Read Beat (...and repeat)
If you're like me, you like to know things but how much time to invest? That's the question. Here's the answer: Read Beat--Interviews with authors of new releases. These aren't book reviews but short (about 25-30 minutes on the average) chats with folks that usually have taken a lot of time to research a topic, enough to write a book about it. Hopefully, there's a topic or two that interests you. I try to come up with subjects that fascinate me or I need to know more about. Hopefully, listeners will agree. I'm Steve Tarter, former reporter for the Peoria Journal Star and a contributor to WCBU-FM, the Peoria public radio outlet, from 20202 to 2024. I post regularly on stevetarter.substack.com.
Read Beat (...and repeat)
"The Octopus in the Parking Garage" by Rob Verchick
Climate change needs no introduction for most of us. Or does it? How do we confront it without being overwhelmed by the prospects of a planet in disarray?

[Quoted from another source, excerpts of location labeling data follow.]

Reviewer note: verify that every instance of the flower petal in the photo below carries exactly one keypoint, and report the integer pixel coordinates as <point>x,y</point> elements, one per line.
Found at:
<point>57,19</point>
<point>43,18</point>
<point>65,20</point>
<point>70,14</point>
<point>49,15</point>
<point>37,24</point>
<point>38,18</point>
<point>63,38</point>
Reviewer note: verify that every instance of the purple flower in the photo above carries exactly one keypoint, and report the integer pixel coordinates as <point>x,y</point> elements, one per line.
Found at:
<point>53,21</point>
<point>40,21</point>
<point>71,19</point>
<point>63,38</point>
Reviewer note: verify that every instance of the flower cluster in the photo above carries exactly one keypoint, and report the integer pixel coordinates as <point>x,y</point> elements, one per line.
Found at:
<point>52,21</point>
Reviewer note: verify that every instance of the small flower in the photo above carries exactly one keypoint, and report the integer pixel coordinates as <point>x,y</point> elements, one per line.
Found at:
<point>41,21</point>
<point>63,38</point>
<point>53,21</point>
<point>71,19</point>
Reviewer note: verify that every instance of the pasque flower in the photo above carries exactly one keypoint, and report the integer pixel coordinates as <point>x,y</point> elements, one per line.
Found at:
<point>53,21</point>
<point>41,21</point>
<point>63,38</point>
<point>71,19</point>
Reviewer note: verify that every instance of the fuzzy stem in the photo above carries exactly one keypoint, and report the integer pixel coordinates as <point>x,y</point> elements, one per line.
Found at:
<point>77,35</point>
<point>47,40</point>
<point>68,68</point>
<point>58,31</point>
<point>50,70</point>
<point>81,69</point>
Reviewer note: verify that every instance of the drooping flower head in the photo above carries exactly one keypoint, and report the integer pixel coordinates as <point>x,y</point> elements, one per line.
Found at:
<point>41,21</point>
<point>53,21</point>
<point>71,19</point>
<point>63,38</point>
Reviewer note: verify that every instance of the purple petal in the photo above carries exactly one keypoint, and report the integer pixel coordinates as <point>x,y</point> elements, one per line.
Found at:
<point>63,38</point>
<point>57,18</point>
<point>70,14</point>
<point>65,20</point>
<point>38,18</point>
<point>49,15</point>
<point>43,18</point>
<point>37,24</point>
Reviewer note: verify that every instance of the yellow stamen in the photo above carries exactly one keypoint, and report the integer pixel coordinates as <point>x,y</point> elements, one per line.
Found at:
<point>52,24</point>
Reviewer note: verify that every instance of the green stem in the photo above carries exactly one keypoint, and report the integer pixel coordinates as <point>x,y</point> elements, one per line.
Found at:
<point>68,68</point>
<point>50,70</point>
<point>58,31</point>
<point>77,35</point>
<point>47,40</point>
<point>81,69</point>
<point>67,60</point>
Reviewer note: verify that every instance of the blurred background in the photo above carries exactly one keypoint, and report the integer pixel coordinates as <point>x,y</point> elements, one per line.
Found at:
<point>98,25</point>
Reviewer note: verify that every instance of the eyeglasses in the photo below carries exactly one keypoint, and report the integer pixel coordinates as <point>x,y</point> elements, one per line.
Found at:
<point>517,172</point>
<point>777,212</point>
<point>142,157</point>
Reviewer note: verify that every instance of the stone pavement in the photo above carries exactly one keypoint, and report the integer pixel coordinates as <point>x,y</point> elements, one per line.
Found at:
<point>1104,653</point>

In his book, The Octopus in the Parking Garage, Rob Verchick seeks to tamp down the fear and loathing that goes with the subject and build up a plan of action, a call for climate resilience.
"The world we inhabit is getting hotter, drier, wetter, and weirder," notes Verchick. "Our coastlands are sinking. Forests are bursting into flame. Droughts and heat waves are getting worse," he adds.
"On top of this comes another dose of hard reality: As a matter of physics, global warming cannot be reversed very quickly," Verchick stated.
So what's to be done? "Today climate action takes two distinct priorities: curbing greenhouse gases to fend off worst-case consequences and boosting community resilience to cope with the impacts already mounting," he said.
Getting real is what's being called for. "I believe that climate resilience is the gateway discussion toward broader climate action, including eliminating fossil fuels," noted Verchick, who hosts his own podcast, Connect the Dots, talked to Steve Tarter about a woman he interviewed in Octopus who seeks to improve worker safety in Nevada where presently there are few protections for those working outside, often in 100-degree heat.
While that may not seem like working on climate change, it's a start, he said.
In his Read Beat interview, Verchick discusses an approach for the average citizen in this overheated world while exploring the problems of Joshua Trees, coral reefs and those discarded refrigerators that were left behind after Hurricane Katrina.